Mağdur: Suçun mağduru, çalınan malın sahibi veya zilyedidir. Malvarlığı zarara uğrayan herkestir.
Suçun Konusu: Suçun konusu, “başkasına ait, taşınır bir mal”dır. Ekonomik bir değere sahip olması genel olarak kabul görmektedir.

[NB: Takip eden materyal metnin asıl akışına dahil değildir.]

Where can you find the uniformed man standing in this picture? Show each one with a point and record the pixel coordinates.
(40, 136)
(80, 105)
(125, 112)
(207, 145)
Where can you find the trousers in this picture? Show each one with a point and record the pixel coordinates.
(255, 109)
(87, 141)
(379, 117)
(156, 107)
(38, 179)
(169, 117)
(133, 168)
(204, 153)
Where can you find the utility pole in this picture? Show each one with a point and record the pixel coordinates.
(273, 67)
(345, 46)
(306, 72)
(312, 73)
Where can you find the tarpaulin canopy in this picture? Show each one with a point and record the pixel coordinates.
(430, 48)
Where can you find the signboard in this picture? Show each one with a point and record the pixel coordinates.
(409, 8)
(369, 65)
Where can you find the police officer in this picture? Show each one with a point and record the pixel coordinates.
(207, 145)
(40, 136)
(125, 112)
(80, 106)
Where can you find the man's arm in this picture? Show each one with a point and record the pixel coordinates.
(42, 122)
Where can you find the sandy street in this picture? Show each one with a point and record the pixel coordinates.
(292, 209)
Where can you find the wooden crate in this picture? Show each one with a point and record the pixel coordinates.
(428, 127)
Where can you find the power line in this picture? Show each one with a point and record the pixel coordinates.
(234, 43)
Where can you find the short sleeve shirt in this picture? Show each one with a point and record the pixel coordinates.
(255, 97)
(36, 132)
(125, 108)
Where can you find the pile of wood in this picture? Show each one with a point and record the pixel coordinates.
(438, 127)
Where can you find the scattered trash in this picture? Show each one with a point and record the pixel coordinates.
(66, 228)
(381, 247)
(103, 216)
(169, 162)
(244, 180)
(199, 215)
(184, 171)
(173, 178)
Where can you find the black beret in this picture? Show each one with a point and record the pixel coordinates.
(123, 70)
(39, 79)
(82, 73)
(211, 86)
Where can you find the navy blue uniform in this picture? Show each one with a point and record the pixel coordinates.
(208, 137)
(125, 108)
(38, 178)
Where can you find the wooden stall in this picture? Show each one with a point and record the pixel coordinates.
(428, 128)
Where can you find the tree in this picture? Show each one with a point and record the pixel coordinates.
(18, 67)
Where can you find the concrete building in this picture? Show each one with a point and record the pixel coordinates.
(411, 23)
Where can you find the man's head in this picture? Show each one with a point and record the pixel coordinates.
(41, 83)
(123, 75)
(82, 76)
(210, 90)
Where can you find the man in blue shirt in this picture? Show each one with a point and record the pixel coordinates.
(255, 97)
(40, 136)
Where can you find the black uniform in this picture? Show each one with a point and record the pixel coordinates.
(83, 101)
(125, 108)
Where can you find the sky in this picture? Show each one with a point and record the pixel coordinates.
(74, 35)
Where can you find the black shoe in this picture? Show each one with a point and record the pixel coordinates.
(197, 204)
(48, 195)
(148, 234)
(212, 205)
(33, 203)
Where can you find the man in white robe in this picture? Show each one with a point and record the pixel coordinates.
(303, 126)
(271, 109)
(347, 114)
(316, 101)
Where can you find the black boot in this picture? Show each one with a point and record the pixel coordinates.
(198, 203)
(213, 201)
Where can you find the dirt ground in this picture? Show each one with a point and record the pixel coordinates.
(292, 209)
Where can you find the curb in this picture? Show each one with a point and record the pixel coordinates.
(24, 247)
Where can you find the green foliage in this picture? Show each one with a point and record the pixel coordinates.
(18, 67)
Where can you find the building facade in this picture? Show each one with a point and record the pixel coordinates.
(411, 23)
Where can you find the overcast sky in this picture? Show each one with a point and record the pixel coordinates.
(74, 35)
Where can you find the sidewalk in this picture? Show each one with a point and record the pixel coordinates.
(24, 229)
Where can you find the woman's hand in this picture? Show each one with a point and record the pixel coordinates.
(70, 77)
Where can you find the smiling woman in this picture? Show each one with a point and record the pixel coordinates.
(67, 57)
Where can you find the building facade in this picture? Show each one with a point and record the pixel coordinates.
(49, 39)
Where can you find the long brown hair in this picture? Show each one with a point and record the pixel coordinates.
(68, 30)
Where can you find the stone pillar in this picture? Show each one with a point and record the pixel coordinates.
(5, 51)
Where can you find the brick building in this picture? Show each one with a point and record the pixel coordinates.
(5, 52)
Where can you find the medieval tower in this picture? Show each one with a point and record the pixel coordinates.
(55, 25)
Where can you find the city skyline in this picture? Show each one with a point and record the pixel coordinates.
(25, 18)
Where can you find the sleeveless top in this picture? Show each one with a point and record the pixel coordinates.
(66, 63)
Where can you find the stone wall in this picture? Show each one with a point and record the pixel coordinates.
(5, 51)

Manevi Unsur: Hırsızlık suçu ancak kasten işlenebilir. Hatta kanun, genel kastın ötesinde, “yarar sağlama” şeklinde özel bir maksat (amaç) arar. Failin şaka yapmak gibi başka bir amaçla hareket etmesi durumunda suç oluşmaz. Bir savunma argümanı olarak, eylemin bu maksatla işlenmediği, örneğin zaruret hali gibi başka bir nedenle gerçekleştirildiği ileri sürülebilir (Yargıtay 2. CD, 2023/2286 E., 2024/3195 K.). Hırsızlık suçunun olası kast ile işlenmesi mümkündür. Bu, failin neticenin gerçekleşebileceğini öngörmesine rağmen fiili işlemesi durumunda da sorumlu tutulabileceği anlamına gelir.

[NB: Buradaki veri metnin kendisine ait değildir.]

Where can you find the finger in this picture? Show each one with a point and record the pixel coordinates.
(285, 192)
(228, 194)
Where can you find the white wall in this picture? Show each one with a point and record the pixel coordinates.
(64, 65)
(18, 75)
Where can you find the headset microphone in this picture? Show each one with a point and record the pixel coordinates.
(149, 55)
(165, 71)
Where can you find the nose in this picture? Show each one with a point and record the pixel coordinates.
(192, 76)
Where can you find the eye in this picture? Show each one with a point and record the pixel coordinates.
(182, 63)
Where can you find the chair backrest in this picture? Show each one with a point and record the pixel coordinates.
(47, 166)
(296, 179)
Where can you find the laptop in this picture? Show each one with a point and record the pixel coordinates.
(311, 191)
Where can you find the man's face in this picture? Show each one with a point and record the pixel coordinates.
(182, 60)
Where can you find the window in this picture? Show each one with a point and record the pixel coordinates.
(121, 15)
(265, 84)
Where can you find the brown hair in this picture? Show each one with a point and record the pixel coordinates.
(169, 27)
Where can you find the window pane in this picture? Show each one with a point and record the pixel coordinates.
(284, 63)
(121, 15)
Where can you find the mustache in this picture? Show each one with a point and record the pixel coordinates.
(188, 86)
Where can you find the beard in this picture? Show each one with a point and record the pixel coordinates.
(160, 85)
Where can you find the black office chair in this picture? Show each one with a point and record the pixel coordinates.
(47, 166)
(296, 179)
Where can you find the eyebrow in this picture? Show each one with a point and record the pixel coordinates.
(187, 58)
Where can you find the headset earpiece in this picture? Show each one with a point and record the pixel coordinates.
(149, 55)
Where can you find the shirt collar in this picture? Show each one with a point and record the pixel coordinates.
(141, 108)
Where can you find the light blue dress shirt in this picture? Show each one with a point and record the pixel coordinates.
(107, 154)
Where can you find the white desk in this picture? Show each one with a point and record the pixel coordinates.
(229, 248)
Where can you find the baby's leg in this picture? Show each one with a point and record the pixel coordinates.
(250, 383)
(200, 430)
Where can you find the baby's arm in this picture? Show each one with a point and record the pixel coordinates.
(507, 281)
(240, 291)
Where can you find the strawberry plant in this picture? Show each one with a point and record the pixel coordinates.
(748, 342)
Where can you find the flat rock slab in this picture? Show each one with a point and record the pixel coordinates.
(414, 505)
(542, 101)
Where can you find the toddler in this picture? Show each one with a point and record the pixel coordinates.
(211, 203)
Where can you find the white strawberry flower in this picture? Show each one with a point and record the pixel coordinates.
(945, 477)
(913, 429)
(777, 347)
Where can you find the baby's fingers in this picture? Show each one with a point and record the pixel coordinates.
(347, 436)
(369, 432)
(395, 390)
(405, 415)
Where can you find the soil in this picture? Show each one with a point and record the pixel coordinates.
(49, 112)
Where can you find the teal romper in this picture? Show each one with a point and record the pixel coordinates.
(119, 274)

Hırsızlık Suçunun Başka Suçlarla Benzerliği ve Farkları
Savunma yaparken, eyleminin hırsızlık değil, daha az cezayı gerektiren başka bir suç (örneğin güveni kötüye kullanma) veya hiç suç olmayan bir fiil olduğunu iddia ediebilir. Hırsızlık suçu özellikle yağma, dolandırıcılık, güveni kötüye kullanma ve mala zarar verme suçlarıyla karıştırılabilir.
Yağma (Gasp): Hırsızlıktan en temel farkı, cebir veya tehdit kullanılmasıdır. Hırsızlıkta mal rıza dışı alınırken, yağmada zilyedin iradesi zorlanarak malın teslimi sağlanır veya alınmasına karşı koyması engellenir.Yargıtay, “kasten yaralama suretiyle malı alan sanığın eyleminin bir bütün halinde yağma suçu olarak değerlendirilmesi gerekirken, iki ayrı sonuç doğuracak şekilde uygulama yapılarak kanuna aykırı davranılması”nı bozma nedeni saymıştır (Yargıtay 6. CD, 2015/5024 E., 2018/2171 K.).
Güveni Kötüye Kullanma: Bu suçta mal, zilyedi tarafından faile belirli bir amaçla ve rızayla teslim edilmiştir. Fail, bu güven ilişkisini kötüye kullanarak mal üzerinde kendisine veya başkasına yarar sağlar. Hırsızlıkta ise malın alınması tamamen rıza dışıdır.
Dolandırıcılık: Hileli davranışlarla bir kimseyi aldatıp, onun veya başkasının zararına olarak, kendisine veya başkasına bir yarar sağlanmasıdır. Hırsızlıkta gizlice ve rıza dışı bir alma eylemi varken, dolandırıcılıkta mağdur hile ile yanıltılarak malı kendi rızasıyla teslim eder. Yargıtay’a göre, Hırsızlık suçunda eşya, sahibinin (zilyedinin) rızası olmaksızın alınmasına karşın dolandırıcılık suçunda mal, sahibinin (zilyedin) rızasıyla teslim edilmektedir. Ancak bu rıza failin hileli davranışları ile elde edilmiş olup, geçerli bir rıza değildir.” (Yargıtay CGK, 2017/588 E., 2018/6 K.).
Hırsızlık Suçunun İspatı
Ceza yargılamasında “şüpheden sanık yararlanır” ilkesi esastır. İddia makamı, şüphelinin suçu işlediğini her türlü şüpheden uzak, kesin ve inandırıcı delillerle ispat etmek zorundadır. Hırsızlık suçunun ispatında genellikle şu delillere başvurulur:
Olay yeri inceleme raporları (parmak izi vb.)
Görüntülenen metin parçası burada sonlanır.